Updated

Students at the Texas A&M University (search) have a motto: “Any Aggie does not lie, cheat or steal — or tolerate those who do.”

But faculty members and administration officials have learned that most of their students don’t live by the code.

According to a university survey, 75 percent of responders admitted to having cheated in the past year. The figures are similar to those on other college campuses, according to a study cited by Duke’s Center for Academic Integrity (search).

More than one third of Aggies also said they had plagiarized material from the Internet or elsewhere.

“We know that students do cheat,” said Texas A&M professor Dr. Marty Loudder (search), “and we need for students to understand that there is zero tolerance for it.”

The university is striking back, using high-tech tools.

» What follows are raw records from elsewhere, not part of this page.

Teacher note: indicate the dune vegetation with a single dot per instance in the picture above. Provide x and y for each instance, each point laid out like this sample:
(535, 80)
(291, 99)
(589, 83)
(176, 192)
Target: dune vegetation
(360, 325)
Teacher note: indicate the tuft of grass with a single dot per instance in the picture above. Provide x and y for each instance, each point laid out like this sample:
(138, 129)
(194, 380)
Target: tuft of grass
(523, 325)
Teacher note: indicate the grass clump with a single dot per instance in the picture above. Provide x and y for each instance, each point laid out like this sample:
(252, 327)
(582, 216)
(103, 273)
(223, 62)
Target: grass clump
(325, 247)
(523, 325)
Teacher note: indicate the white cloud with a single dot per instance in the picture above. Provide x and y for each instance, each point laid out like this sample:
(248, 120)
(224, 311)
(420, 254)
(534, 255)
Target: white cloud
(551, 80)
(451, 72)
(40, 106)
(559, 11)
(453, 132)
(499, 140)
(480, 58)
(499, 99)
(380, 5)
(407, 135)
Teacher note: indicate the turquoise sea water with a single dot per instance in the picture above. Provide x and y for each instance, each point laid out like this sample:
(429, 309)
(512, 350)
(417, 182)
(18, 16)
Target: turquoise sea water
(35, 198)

“A lot of people feel like the Internet — anything up there is free, good and can be taken and cut and pasted or recorded for your own use,” Loudder said, adding that the university has turned to computer software called “Turnitin.com” to battle the problem.

The software scans student papers to see if material has been copied from the Internet or other papers in its massive database.

About 1,500 other universities are also using the software. A yearlong institute-wide subscription costs 60 cents per student — approximately $16,000 for Texas A&M alone.

Some experts raise questions about the computer hunt. Is the cat and mouse game over plagiarism a good idea? Do services that detect plagiarism breed an atmosphere of mistrust? Should universities spend more time promoting integrity than policing cheating?

“I think honor codes are extremely valuable,” said Eugene H. Levy (search), the provost of Rice University in Houston. “Particularly, I think they work if they are enforced by those to whom they are applied.”

And, according to a study cited by Duke’s Center for Academic Integrity, they do.

Surveys taken in 1990, 1995 and 1995 involving more than 12,000 students on 48 campuses found that cheating at schools with honor codes is one-third to one-half lower than at those without honor codes.